Penulis: Eri Komar Sinaga
Editor: Dewi Agustina
TRIBUNNEWS.COM, JAKARTA - Bekas Sekretaris Mahkamah Agung Nurhadi Abdurachman mangkir dari panggilan Komisi Pemberantasan Korupsi (KPK).
Nurhadi dijadwalkan diperiksa kemarin sebagai saksi untuk Eddy Sindoro kasus memberi hadiah atau janji pada pengajuan Peninjauan Kembali (PK) pada Pengadilan Negeri Jakarta Pusat.
"Kami tidak mendapat konfirmasi terkait ketidakhadiran Nurhadi. Akan dipanggil kembali dan kami harap tidak perlu ada upaya paksa," kata Juru Bicara KPK, Febri Diansyah, Jakarta, Jumat (30/12/2016).
Selain memeriksa Nurhadi, KPK juga memanggil Sahiri alias Sahir alias Zahir.
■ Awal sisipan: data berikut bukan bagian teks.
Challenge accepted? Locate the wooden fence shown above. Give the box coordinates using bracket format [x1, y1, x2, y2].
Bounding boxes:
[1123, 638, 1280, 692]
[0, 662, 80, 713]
Zahir adalah pembantu rumah tangga Nurhadi.
Menurut Febri, pemanggilan Zahir untuk mendapatkan informasi terkait penyidikan Eddy Sindoro.
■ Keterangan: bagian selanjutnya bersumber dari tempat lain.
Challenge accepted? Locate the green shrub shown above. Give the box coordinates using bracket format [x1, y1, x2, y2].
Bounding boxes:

"Sama (diperiksa) untuk tersangka ESI (Eddy Sindoro) untuk kepentingan penyidikan," ungkap Febri.
Zahir, usai diperiksa di KPK, tidak menjawab pertanyaan wartawan. Zahir langsung menuju mobil Toyota Corolla Altis disertai pengawal yang biasanya mengawal Nurhadi jika diperiksa di KPK.
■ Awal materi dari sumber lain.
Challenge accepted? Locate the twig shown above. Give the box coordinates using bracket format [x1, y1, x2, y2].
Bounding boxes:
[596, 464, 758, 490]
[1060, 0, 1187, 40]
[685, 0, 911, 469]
Nurhadi sebelumna mengundurkan diri dari jabatan sebagai sekretaris Mahkamah Agung tidak lama setelah KPK melakukan penyelidikan terhadap dirinya mengenai perannya pada sejumlah pengaturan perkara di pengadilan.
Sebelumnya, Eddy Sindoro menugaskan bagian legal PT Artha Pratama Anugerah Wresti Kristian Hesti agar mengupayakan pengajuan Peninjauan Kembali PT Across Asia Limited (AAL) melawan PT First Media Tbk di Mahkamah Agung.
PT AAL dan PT Artha Pratama Anugrah merupakan anak usaha Lippo Group. Berdasarkan putusan kasasi Mahkamah Agung pada 31 Juli 2013, PT Across Asia Limited dinyatakan pailit.
Putusan tersebut telah diberitahukan oleh PN Jakpus pada 7 Agustus 2015. Hingga lebih dari 180 hari setelah putusan dibacakan, PT AAL tidak juga mengajukan upaya hukum PK ke MA.
Menindaklanjuti perintah tersebut, Hesti kemudian menemui Edy Nasution di PN Jakpus, pada Februari 2016.
Karena dijanjikan akan diberikan sejumlah uang, Edy akhirnya setuju untuk menerima pengajuan PK yang telah lewat batas waktunya.
Pada 30 Maret 2016, berkas PK perkara PT AAL akhirnya diserahkan ke Mahkamah Agung.
Eddy Sindoro kemudian menyetujui pemberian uang tersebut, dan meminta Presiden Direktur PT Paramount Enterprise Ervan Adi Nugroho (anak usaha Lippo Group), untuk menyiapkan uang.
Selanjutnya, disepakati imbalan bagi Edy Nasution sebesar Rp 50 juta. Penyerahan dilakukan oleh Doddy di Basement Hotel Acacia, Jakarta, pada 20 April 2016.